There was absolutely no doubt in their minds that this was yet another judicial aberration and terrible disgrace which made a mockery of the justice system.

Where the buck normally stops with the courts, this time it was the jurors who were on the receiving end of all the grief.

The jurors were labelled brainless, unintelligent and a variety of other disparagements by the online intelligentsia who habitually run down the courts and who obviously think they know better.

This would have been the perfect moment for the court to turn around and deliver a few home truths.

First off, I like to think that jurors deserve the protection of the courts at all times. They are not there to be liked or to appease the masses and their verdicts ought to be respected either way, regardless. Perhaps more so when the verdict does not find favour with popular opinion.

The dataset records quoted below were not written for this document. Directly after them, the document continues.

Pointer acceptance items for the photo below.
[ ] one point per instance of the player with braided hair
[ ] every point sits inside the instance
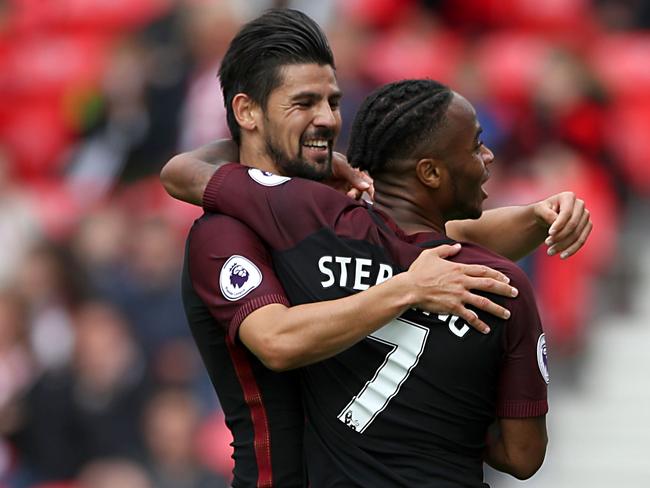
(236, 306)
(394, 118)
(411, 404)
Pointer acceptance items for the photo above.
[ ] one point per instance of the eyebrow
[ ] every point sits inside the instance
(315, 95)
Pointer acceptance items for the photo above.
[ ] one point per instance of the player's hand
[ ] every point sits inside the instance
(443, 286)
(349, 180)
(568, 222)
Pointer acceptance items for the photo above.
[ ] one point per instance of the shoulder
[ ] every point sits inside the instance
(219, 232)
(474, 254)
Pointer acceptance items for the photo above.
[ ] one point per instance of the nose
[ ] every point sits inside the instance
(488, 155)
(325, 116)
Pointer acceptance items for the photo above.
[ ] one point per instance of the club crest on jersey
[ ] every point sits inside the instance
(239, 276)
(542, 358)
(267, 179)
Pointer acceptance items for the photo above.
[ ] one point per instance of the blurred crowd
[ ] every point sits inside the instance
(100, 382)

God forbid we reach a stage where jurors feel compelled to decide on the basis of pre-trial publicity or out of fear of some post-trial backlash, in lieu of their conscience.

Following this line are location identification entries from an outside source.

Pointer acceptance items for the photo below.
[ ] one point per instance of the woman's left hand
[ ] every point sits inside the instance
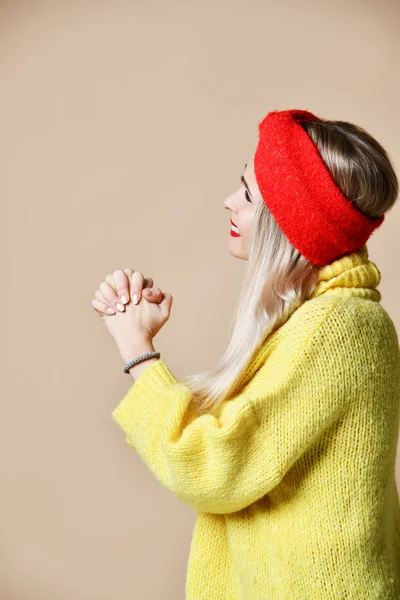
(137, 322)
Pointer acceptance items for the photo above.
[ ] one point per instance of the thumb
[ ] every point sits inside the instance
(166, 303)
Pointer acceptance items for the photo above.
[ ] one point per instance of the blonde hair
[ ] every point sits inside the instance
(278, 278)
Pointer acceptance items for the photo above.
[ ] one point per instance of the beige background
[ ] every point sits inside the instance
(124, 125)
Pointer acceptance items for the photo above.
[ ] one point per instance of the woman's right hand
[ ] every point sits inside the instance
(119, 288)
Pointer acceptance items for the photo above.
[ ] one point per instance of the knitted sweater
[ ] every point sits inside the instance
(294, 483)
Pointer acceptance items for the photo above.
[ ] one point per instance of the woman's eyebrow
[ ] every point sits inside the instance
(242, 179)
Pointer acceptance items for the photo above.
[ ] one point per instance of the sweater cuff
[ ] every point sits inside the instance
(151, 383)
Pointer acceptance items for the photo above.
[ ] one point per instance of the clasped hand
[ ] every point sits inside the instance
(136, 322)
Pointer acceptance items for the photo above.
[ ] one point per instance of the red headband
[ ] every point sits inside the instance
(301, 194)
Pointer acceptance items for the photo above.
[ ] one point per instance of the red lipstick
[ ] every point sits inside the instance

You see, contrary to what the hoi polloi might have thought about those ‘brainless jurors’, I happen to think their verdict displayed an unusual legal discernment which left me reeling. Like most of the chastisers who displayed a very rudimentary understanding of criminal law and the criminal process, I never imagined that nine ordinary citizens with no legal background would be capable of zooming in on the legal subtleties that a verdict like that required. At some level, I expected the quality of the verdict handed down by these jurors to be confused with the quantity and number of stabbings inflicted.

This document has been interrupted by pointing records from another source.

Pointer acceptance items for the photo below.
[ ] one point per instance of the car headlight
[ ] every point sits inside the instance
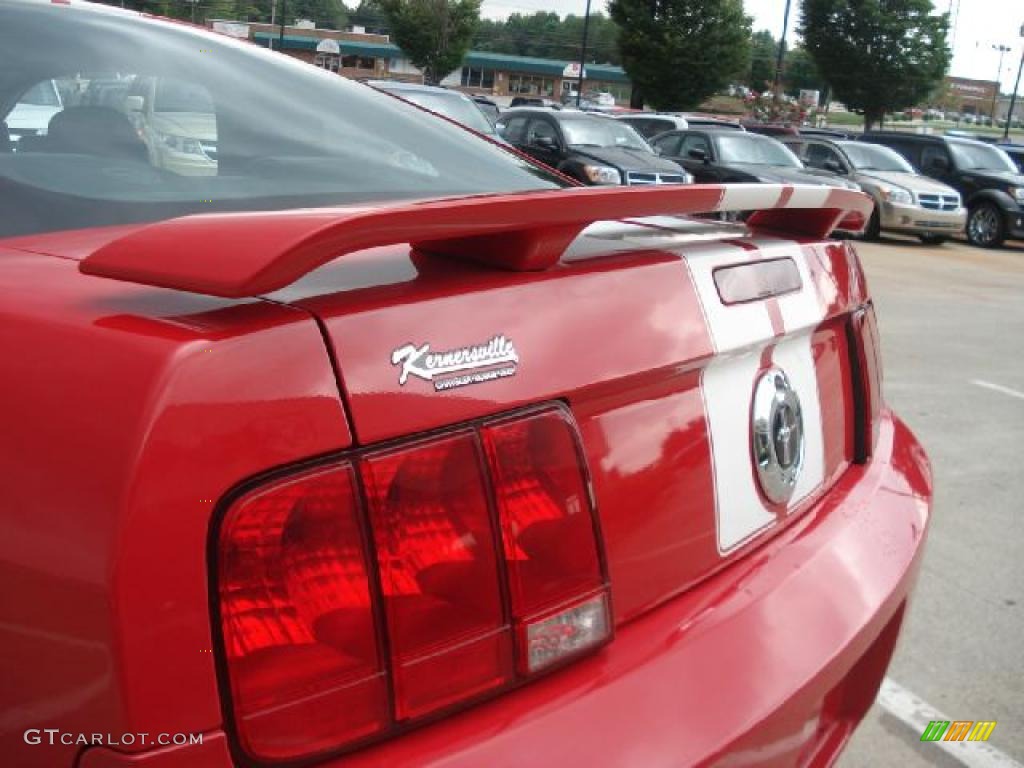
(183, 144)
(897, 195)
(602, 174)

“How can you stab someone 14 times and not want to kill him?”

That was precisely the sort of verdict I predicted – one where you didn’t even need to leave your home and where having a trial was wholly unnecessary because obviously 14 stab wounds constitute undeniable, indisputable proof of attempted murder. Certainly when you’re an armchair critic.

Never mind what the doctors said – that 13 of those 14 were non-invasive slash wounds. Never mind the nuances of criminal law – animus necandi versus animus nocendi; that under Maltese law the consequence of one’s acts is not even a decisive factor in determining whether or not the accused had the requisite intention to kill. In short, if someone were to die following stab wounds inflicted by X, X may still be found guilty of grievous bodily harm followed by death.

The verdict demonstrated a number of things, not least the very fine line between attempted murder and grievous bodily harm

I underestimated the jurors. I also forgot just how sober, powerful and consuming a criminal trial is. It’s a world unto itself – an all enveloping and all absorbing experience; where most of everything else ceases to matter and exist, apart from the immediate players, the evidence presented and the arguments put forward – which ought to be the jurors’ only considerations. The analogy might appear incongruous, but a criminal trial is not unlike Disneyland. When it’s all over you pinch yourself and wonder whether it was all a dream.

The verdict demonstrated a number of things, not least the very fine line between attempted murder and grievous bodily harm which is not something you can ever hope to decide upon, from the safe distance of your glass house. It also showed that jurors would rather err on the side of caution and will opt for the less onerous charges, whenever they have reasonable doubts. Which is exactly how it should be.

In many ways a trial is an open contest between the prosecution and the defence. What that verdict effectively showed was that the essence and spirit of a case isn’t ever faithfully or successfully transmitted through the media.

That reading about a case in the newspapers is very different to sitting through and listening to the evidence in court. That sometimes you just have to be there – to breathe, see, feel and touch the case first hand. And this applies not just to juries but to every single case you read about.

The verdict crystallised the essence of the criminal process while debunking much of the misguided and misplaced criticism ordinarily levelled at our courts by Joe Citizen. It ultimately confirmed that what happens inside a courtroom is sometimes best understood inside a courtroom.